Die Synagoge wurde im Jahre 1883 mit einem großen
Festakt eingeweiht. Der mit neo-isla- mischen Stilelementen versehene
Bau verwendete den nord- deutschen Backstein, die nordische Variante
des orientalischen Synagogenbaustils, die das gewachsene Selbstbewußtsein
der kurz zuvor zu voller Gleich- berechtigung erlangten jüdischen
Mittelschicht ausdrücken sollte.
Jahrhundertelang waren Juden in Danzig nicht erwünscht.
Eine Ansiedlung von Juden wurde nicht geduldet. Lediglich während
des Dominikanermarktes
durften Juden für kurze Zeit die Stadt betreten und Handel treiben.

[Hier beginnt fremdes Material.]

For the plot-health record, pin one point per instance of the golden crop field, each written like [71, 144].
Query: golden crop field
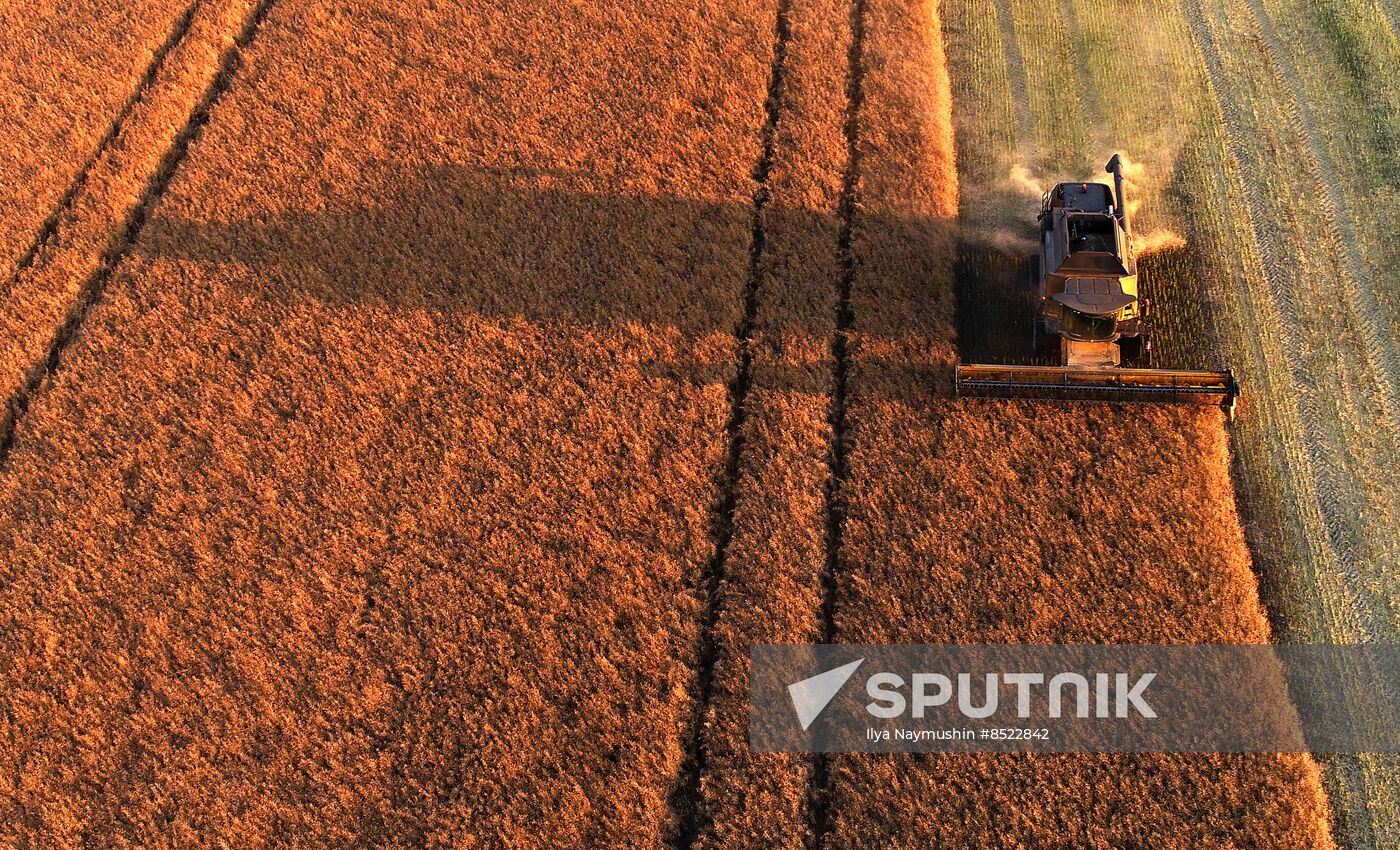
[1263, 139]
[416, 410]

Aber auch das ließ sich Danzig teuer bezahlen. So setzte eine Verordnung
von 1752 fest, dass für einen Einmonatsaufenthalt eines jüdischen
Kaufmanns eine 12-Gulden-Taxe zu entrichten war. Ließ sich der Kaufmann
von einem Bediensteten begleiten, waren weitere 4 Gulden fällig.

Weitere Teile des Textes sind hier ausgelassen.